I love momos, so this week I put myself and my tiny kitchen to the challenge of making momos from scratch - a daunting prospect. I’d never made any dumplings before and it was a far cry from my usual Monday night dinner: pasta pesto.
But I followed the recipe on our Tea for Tibet page, and did manage to produce something resembling momos. In comparison to the momos my colleague Namgyal bought in on Wednesday – mine were a hot mess, and the laughing stock of the office, but I was weirdly proud of them. And making them did make me feel like a contestant on Bake Off.
The first instruction is ‘mix all the dry ingredients and knead well with enough water. Make a soft (not sticky) dough’. I used about half a cup of water which may have been a bit too much, but I’d used all my flour already, and ended up with the dreaded sticky dough.
I chopped and cooked the veg whilst the dough was rising – which was easy enough. Namgyal’s momos had a spinach cheese and mushroom filling which was delicious. The filling of mine was pretty good, despite being about 80% cabbage.
I cut the dough and then got to the fiddly bit of trying to actually make a momo. Perhaps naively (or over-confidently) I was imagining I might produce 20 dumplings with a beautiful spiral pattern on the top, instead what I got was this:
Some blobs. The dough was a bit too thick, and I was nowhere near dexterous enough to even make a momo without a hole in the top, let alone with a pattern on the top. I’m just going to call them ‘rustic’.
My poorly stocked kitchen was another hurdle in the process. I used a wine glass to cut the dough, and more problematically I had no steamer. Sticking to the rustic vibe, I used my colander on top of a saucepan of boiling water, and put a lid over it. This did the job, but I’m sure a momo purist would not be impressed with the method.

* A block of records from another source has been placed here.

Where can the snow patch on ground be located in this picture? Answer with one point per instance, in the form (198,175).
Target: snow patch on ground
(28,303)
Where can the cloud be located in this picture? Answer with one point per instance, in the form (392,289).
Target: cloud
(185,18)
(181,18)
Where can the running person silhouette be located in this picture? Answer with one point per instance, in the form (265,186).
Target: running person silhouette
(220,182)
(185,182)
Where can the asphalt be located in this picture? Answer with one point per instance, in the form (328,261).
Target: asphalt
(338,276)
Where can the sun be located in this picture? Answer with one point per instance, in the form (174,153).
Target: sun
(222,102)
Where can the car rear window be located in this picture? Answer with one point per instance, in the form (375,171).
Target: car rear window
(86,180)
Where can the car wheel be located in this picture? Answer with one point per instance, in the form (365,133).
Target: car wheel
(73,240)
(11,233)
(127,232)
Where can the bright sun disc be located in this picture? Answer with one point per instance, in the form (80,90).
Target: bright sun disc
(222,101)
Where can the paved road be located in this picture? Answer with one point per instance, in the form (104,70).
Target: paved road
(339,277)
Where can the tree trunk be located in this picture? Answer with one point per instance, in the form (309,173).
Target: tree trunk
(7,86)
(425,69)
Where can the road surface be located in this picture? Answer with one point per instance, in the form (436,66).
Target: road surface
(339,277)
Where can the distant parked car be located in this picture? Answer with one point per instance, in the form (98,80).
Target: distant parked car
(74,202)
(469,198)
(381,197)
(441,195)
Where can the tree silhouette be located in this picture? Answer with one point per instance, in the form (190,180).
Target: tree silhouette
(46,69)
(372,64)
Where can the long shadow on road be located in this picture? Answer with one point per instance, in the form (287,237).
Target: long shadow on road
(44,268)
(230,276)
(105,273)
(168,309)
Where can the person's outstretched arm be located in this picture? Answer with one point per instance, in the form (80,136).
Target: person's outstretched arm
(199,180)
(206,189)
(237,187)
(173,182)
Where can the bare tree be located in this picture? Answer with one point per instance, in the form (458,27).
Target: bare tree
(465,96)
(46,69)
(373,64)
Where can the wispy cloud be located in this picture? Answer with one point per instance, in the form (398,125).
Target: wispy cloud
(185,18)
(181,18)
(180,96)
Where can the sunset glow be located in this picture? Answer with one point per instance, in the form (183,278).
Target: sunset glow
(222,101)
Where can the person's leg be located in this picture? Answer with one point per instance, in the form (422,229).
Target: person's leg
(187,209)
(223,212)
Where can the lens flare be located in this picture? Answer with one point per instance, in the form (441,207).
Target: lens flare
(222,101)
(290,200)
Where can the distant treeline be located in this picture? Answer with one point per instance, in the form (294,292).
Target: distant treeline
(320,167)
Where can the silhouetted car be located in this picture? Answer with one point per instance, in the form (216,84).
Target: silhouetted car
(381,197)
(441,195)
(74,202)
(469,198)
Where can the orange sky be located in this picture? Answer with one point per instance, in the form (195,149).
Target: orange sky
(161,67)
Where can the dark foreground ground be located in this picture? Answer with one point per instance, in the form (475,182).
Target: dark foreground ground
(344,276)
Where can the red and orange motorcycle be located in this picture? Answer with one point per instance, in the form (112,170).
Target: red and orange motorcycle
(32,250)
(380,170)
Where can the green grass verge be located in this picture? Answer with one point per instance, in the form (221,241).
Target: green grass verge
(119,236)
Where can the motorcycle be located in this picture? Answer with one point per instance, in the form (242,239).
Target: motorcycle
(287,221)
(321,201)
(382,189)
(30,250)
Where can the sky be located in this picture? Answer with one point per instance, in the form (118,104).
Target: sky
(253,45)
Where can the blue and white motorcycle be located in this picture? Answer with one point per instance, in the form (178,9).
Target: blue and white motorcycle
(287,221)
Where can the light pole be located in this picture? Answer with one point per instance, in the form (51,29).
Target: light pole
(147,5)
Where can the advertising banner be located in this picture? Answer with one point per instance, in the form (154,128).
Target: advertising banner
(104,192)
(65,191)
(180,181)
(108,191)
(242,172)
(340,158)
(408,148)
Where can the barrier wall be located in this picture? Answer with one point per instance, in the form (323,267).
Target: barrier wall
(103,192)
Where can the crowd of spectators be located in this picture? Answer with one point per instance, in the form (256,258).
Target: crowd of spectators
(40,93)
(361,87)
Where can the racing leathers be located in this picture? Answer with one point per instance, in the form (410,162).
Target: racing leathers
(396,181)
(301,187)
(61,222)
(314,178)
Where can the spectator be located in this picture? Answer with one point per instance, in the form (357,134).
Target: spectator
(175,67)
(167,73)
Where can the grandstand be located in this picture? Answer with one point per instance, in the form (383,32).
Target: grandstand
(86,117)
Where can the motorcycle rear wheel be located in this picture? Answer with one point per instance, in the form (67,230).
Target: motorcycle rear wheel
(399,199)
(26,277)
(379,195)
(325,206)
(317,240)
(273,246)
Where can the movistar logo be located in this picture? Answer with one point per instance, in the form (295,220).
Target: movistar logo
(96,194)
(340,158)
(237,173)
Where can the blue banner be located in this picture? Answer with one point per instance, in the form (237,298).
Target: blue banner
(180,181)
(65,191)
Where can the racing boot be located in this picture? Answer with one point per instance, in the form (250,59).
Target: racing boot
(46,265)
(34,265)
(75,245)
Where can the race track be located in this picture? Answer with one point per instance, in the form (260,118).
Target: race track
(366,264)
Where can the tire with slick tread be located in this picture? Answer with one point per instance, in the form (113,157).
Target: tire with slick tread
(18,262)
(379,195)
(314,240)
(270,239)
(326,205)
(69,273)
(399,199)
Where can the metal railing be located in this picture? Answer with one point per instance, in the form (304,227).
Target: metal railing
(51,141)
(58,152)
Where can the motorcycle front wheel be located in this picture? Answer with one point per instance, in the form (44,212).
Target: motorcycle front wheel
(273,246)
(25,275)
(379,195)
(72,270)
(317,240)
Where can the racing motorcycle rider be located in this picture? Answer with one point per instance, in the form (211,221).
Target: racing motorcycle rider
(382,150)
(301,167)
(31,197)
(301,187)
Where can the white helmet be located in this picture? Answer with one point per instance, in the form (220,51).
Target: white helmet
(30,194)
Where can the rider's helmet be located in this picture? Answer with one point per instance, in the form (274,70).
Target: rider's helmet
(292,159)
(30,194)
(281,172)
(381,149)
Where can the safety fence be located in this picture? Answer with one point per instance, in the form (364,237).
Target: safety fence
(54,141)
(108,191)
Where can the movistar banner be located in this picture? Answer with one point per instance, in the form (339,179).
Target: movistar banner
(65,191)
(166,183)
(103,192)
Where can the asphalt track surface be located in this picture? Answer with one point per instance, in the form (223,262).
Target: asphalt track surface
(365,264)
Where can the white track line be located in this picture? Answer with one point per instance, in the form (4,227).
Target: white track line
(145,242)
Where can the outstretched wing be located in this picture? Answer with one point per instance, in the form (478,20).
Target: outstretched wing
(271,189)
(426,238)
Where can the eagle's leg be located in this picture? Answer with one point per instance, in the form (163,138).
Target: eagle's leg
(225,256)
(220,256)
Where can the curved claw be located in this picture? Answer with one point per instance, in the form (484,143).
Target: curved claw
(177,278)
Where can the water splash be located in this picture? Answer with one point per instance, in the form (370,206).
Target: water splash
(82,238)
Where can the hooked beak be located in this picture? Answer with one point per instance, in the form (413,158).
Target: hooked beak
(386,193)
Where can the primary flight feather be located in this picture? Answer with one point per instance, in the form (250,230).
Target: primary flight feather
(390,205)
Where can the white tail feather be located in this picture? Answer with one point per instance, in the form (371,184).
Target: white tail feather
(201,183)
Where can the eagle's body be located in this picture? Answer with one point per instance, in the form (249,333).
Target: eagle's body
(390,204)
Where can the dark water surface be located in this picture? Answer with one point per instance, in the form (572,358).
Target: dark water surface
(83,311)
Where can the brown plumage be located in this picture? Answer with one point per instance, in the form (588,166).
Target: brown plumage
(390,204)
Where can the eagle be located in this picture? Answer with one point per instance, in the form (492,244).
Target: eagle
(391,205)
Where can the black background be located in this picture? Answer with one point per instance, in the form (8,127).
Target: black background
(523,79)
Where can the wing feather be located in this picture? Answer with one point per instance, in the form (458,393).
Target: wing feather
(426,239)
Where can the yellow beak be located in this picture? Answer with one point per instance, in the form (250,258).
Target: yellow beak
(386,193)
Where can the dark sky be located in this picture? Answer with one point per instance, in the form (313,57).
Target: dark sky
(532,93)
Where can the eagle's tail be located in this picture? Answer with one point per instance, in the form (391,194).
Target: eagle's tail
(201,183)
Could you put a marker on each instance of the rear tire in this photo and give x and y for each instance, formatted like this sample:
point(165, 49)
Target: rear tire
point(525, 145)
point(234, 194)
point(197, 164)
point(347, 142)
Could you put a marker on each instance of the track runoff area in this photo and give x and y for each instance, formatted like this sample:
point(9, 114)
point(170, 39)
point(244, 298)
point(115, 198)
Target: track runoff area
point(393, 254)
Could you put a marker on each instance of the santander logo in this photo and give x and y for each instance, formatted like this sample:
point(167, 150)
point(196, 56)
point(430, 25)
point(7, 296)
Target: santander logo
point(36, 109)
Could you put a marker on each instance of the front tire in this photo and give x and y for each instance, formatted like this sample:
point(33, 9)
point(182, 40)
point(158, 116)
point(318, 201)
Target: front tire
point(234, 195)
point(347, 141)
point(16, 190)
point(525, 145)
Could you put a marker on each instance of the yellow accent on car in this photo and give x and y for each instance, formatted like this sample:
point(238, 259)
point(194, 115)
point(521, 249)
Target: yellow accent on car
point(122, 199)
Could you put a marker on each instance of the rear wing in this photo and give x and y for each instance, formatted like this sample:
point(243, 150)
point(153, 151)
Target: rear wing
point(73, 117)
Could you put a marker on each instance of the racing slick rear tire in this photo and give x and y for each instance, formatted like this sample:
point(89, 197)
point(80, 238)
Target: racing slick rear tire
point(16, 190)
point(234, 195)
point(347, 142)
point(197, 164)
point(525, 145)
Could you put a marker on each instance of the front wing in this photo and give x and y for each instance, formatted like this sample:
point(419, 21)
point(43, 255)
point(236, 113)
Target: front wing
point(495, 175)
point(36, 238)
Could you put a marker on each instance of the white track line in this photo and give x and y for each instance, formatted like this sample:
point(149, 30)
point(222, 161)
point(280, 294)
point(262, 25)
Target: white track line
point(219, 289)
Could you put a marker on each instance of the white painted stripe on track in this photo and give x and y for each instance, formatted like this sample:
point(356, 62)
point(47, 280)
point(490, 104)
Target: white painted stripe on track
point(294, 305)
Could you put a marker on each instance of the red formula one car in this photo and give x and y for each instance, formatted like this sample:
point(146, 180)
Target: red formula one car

After 10 to 15 minutes of steaming my final momos were complete.
They were a funny brown colour and not very pretty, but they did taste good. I’d originally intended to share them, but ended up eating all of them before I’d even got to work the next day.
I had a lot of fun making the momos and the process wasn’t too hard, I would definitely make them again and reckon other people should too. We’re having a Tea For Tibet in the office in a few weeks and I’m planning on making another batch for that. If you’re running your own Tea for Tibet (or if you just fancy trying it) I highly recommend making your own momos, even if you’ve never made them before, it was great fun.
Rachel has been the Executive Assistant at Free Tibet since June. She first became interested in Tibet after staying in a Tibetan community in Nepal, and became a supporter of Free Tibet after meeting the team at Womad festival in 2014.